The Club Secretary
I THINK I have said that it is the custom in our Club to discuss gardening during the spring and summer, or rather to hear the tales of what various members have been doing in their gardens, or of any wonderful growth that has come unwontedly early or incredibly large in the garden of any one of us; but when the season of fogs returns, and the sun sets behind houses before the middle of luncheon, it is rather our custom to tell tales of brighter scenes, to keep our little crescent before the fire from falling asleep, or from drifting away one by one to toy with some tedious business. It was upon such an occasion as this that one of our group in his chair before the fire, who seemed about to be falling asleep, suddenly opened his eyes wide and exclaimed: ‘For the Lord’s sake someone tell us of somewhere where there is sunlight.’ And I heard Jorkens draw in a breath. But, before he had time to speak, the voice of Terbut was raised. ‘And let’s hear of England this time,’ he said. ‘I’m tired of the ends of the earth.’
A more deliberate attempt to put Jorkens out of his stride I have seldom heard. But it had no effect. ‘I saw a curious thing once in England,’ Jorkens said; ‘a very curious thing. I was taking a walk out of London once — a long walk with sandwiches, and a good flask, one that would hold a pint. Partly I went for exercise, but it was more to please the spirit than the body that I went. I had somehow got tired of pavements. You know how one feels then; and spring was coming on with a rush. I don’t know what way I went, only that it must have been roughly southwards, for the sun was in my eyes, until it got round to my right.
‘I started early and had no lunch until some time after two, for I would not sit down and eat till I was completely clear of London. I must have done a good twenty miles. I sat myself down on a bank of grass by the road, with a hedge in front of me as green as a meteor, along the top of a bank on the opposite side. Primroses were out on the bank, and early violets. There I ate my lunch, with birds singing, and white clouds scurrying over the dome of a blue sky. What was the other side of the hedge on the bank I had no idea: I could see neither through nor over. I sat there wondering comfortably all through my lunch. And after lunch my long walk, the bright sun, birds singing, and one thing and another, were bringing a drowsiness on me, when a sudden bout of curiosity made me leap up and cross the road, and look for a gap in the hedge. Through a gap low down among the stems of the thorn I saw smooth lawns stretching away, and a little house with bow windows and bottleglass panes and red roof, that was clearly the house of a golf club. And looking at it through the hedge never soothed my curiosity, for the light of spring was hanging so strongly over those lawns that they somehow seemed to have the glow of lawns seen long ago in the early morning and remembered almost from infancy; there seemed something as magical about them as that.

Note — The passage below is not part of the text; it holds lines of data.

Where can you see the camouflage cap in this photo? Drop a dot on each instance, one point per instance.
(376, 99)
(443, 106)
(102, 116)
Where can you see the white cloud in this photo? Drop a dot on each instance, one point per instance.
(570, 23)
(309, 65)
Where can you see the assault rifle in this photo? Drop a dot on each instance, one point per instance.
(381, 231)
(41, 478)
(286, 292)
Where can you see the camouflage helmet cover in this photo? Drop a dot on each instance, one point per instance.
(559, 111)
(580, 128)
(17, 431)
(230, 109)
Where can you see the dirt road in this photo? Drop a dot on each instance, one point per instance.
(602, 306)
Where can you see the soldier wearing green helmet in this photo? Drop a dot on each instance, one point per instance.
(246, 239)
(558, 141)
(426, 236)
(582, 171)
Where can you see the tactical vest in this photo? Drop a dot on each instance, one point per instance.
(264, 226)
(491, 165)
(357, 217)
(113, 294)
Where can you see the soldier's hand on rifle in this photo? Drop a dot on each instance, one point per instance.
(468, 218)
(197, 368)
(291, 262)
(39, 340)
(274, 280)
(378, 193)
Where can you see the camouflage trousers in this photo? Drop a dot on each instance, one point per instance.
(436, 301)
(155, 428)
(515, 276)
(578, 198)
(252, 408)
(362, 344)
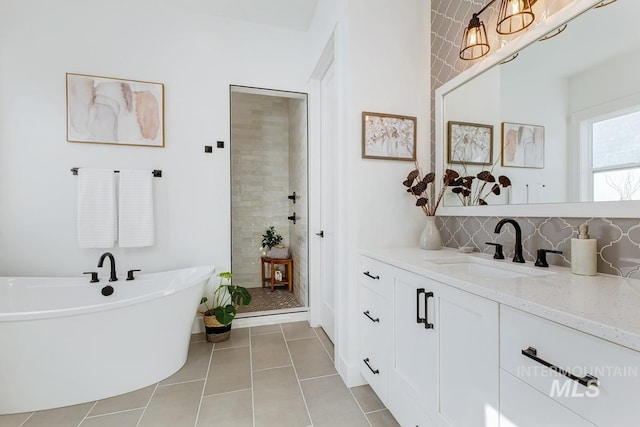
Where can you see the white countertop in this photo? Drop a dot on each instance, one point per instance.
(604, 306)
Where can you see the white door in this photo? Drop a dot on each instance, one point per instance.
(328, 137)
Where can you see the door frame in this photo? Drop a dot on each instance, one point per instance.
(316, 294)
(234, 88)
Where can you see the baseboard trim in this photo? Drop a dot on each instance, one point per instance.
(350, 373)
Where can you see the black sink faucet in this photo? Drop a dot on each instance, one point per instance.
(518, 256)
(112, 261)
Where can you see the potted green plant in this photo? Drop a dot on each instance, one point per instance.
(271, 238)
(221, 311)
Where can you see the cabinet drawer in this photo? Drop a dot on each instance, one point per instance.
(374, 340)
(376, 276)
(523, 406)
(374, 314)
(528, 343)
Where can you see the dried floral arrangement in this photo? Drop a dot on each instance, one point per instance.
(471, 190)
(418, 185)
(475, 193)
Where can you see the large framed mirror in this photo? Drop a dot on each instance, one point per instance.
(564, 115)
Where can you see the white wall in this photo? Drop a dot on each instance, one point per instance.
(382, 59)
(613, 80)
(195, 55)
(386, 52)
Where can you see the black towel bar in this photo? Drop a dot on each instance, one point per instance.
(156, 173)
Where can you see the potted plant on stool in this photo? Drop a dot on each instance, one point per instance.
(219, 314)
(270, 239)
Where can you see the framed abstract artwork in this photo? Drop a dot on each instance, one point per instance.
(470, 143)
(388, 136)
(106, 110)
(522, 145)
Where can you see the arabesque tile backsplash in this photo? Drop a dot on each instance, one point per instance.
(618, 239)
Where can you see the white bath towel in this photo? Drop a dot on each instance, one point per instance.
(136, 228)
(96, 221)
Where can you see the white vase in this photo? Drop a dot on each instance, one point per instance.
(430, 236)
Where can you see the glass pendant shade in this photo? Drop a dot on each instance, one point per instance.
(514, 16)
(474, 40)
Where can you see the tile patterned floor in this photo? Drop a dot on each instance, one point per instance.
(266, 376)
(262, 299)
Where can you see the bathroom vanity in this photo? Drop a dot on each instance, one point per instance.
(451, 339)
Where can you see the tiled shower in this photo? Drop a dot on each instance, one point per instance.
(269, 163)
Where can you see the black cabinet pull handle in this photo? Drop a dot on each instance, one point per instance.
(587, 380)
(419, 319)
(366, 362)
(427, 325)
(366, 313)
(366, 273)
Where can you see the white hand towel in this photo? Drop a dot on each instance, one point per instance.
(136, 209)
(96, 221)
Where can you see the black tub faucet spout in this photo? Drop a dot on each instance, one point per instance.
(112, 261)
(518, 249)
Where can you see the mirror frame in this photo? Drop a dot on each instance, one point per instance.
(618, 209)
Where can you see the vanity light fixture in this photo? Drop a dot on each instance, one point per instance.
(514, 16)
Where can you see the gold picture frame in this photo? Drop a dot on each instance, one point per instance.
(107, 110)
(388, 136)
(469, 143)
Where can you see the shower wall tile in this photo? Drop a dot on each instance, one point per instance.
(260, 179)
(299, 233)
(618, 239)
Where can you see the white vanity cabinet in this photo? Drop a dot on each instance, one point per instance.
(443, 358)
(413, 360)
(374, 324)
(452, 350)
(591, 377)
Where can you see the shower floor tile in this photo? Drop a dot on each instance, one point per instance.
(262, 299)
(275, 375)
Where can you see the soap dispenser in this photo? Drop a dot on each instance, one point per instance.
(584, 251)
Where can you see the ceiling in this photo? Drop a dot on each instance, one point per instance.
(287, 14)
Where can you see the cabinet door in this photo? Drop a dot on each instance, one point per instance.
(468, 351)
(523, 406)
(413, 376)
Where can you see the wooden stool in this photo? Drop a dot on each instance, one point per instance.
(287, 275)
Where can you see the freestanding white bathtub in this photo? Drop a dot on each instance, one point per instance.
(62, 342)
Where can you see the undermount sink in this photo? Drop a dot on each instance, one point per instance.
(487, 269)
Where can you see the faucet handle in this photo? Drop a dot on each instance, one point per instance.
(498, 254)
(130, 274)
(541, 260)
(94, 276)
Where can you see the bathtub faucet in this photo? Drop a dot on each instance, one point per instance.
(112, 261)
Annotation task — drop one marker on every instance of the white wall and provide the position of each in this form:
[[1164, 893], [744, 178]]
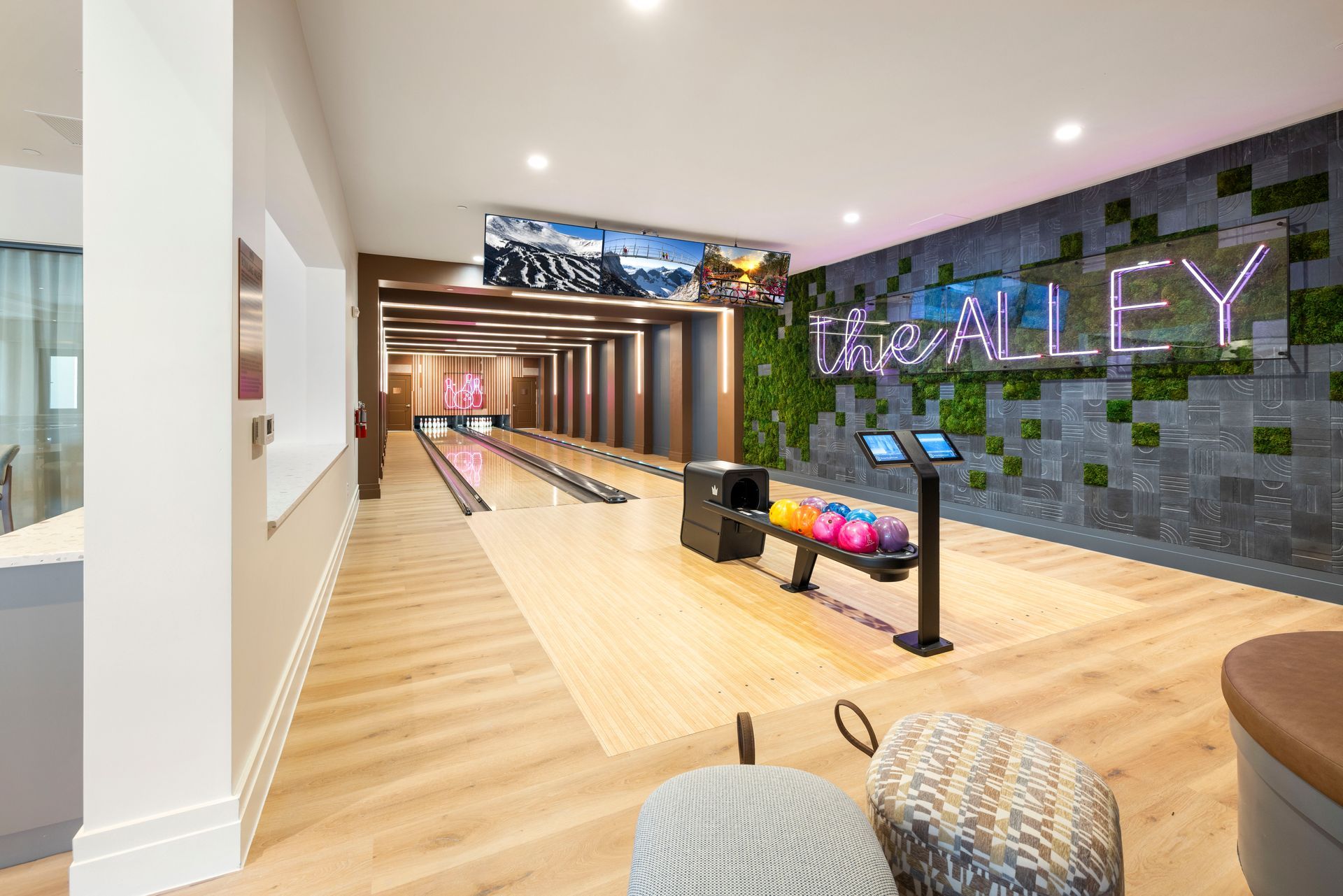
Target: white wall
[[41, 207], [199, 620], [159, 274]]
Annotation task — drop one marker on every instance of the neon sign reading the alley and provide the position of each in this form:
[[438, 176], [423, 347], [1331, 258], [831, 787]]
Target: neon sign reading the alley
[[1213, 296]]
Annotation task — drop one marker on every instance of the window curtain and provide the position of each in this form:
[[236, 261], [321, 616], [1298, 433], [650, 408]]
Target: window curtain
[[42, 378]]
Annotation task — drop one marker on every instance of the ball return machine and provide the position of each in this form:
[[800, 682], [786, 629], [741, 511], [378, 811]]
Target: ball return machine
[[725, 516]]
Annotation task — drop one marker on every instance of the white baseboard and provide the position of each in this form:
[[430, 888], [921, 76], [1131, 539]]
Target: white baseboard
[[157, 853], [152, 855], [261, 766]]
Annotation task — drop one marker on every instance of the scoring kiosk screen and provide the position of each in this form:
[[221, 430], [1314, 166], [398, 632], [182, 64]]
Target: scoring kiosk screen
[[883, 449], [938, 446]]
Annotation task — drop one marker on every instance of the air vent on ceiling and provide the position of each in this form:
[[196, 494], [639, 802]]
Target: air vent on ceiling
[[69, 128]]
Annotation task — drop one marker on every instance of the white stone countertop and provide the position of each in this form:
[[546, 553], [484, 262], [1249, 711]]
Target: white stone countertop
[[292, 471], [55, 541]]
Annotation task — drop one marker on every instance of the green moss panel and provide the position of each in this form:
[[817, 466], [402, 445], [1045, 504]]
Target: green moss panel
[[1303, 191], [1309, 248], [1119, 211], [1272, 439], [1316, 316], [1147, 434]]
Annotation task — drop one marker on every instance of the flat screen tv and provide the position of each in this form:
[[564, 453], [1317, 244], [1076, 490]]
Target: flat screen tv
[[540, 254], [651, 266], [743, 276]]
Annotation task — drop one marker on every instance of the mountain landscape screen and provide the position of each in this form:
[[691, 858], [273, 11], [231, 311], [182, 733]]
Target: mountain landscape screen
[[651, 266], [743, 276], [537, 254]]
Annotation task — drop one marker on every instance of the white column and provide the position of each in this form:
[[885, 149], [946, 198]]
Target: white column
[[159, 325]]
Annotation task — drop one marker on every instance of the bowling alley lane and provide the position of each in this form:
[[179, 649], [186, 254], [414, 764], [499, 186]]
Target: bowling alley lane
[[645, 485], [503, 484]]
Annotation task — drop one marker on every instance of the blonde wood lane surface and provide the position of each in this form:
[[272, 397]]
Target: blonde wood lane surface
[[503, 484], [436, 750], [657, 642], [658, 460], [637, 483]]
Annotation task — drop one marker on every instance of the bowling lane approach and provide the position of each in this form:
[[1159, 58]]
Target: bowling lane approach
[[645, 485], [503, 484]]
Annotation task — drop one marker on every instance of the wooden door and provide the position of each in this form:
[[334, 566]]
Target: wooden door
[[399, 402], [524, 402]]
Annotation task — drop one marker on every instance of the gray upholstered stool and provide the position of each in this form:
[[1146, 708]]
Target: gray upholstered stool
[[755, 830]]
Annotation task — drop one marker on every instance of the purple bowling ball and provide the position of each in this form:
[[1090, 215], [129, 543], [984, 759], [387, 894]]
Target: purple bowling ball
[[826, 527], [892, 535], [857, 536]]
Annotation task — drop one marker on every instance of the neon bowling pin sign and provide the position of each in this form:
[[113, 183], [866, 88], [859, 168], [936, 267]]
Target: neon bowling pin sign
[[469, 397]]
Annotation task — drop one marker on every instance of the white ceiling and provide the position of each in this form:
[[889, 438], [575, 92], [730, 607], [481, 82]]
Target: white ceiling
[[39, 70], [766, 120]]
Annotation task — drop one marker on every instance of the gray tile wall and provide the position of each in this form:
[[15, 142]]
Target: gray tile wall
[[1202, 487]]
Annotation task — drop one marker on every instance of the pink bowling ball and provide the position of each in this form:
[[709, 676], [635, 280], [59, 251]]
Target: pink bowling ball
[[826, 527], [892, 535], [857, 536]]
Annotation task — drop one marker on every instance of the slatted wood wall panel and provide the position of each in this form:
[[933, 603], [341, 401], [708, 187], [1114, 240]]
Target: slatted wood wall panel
[[496, 379]]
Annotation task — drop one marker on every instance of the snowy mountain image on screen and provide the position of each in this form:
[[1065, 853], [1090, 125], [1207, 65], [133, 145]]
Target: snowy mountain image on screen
[[651, 266], [537, 254]]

‘I was a lot slenderer in those days, and once I got my head through the gap in the hedge it was only a matter of wriggling. No one was playing golf, and I walked up to the clubhouse with not a soul in sight, and no sound of anyone stirring. Grass of Parnassus was flowering in such abundance that I wondered if those smooth lawns were not too marshy for golf. I came all in the silence to the oaken door of the golf club. And there a hall porter, glittering with livery that was out of date in its splendor, opened the door at once. I had then to apologize and explain I was lost; and, thinking to put a better face on it to an official of the club than to the hall porter, or at any rate hoping to gain time, I asked to see the secretary. Well, the secretary was in the little clubhouse, and the hall porter brought him at once.
‘“What can I do for you?” he said, all amiability.
‘“I wanted to apologize,” I said. “I am not a member of your golf club. I lost my way on your links.”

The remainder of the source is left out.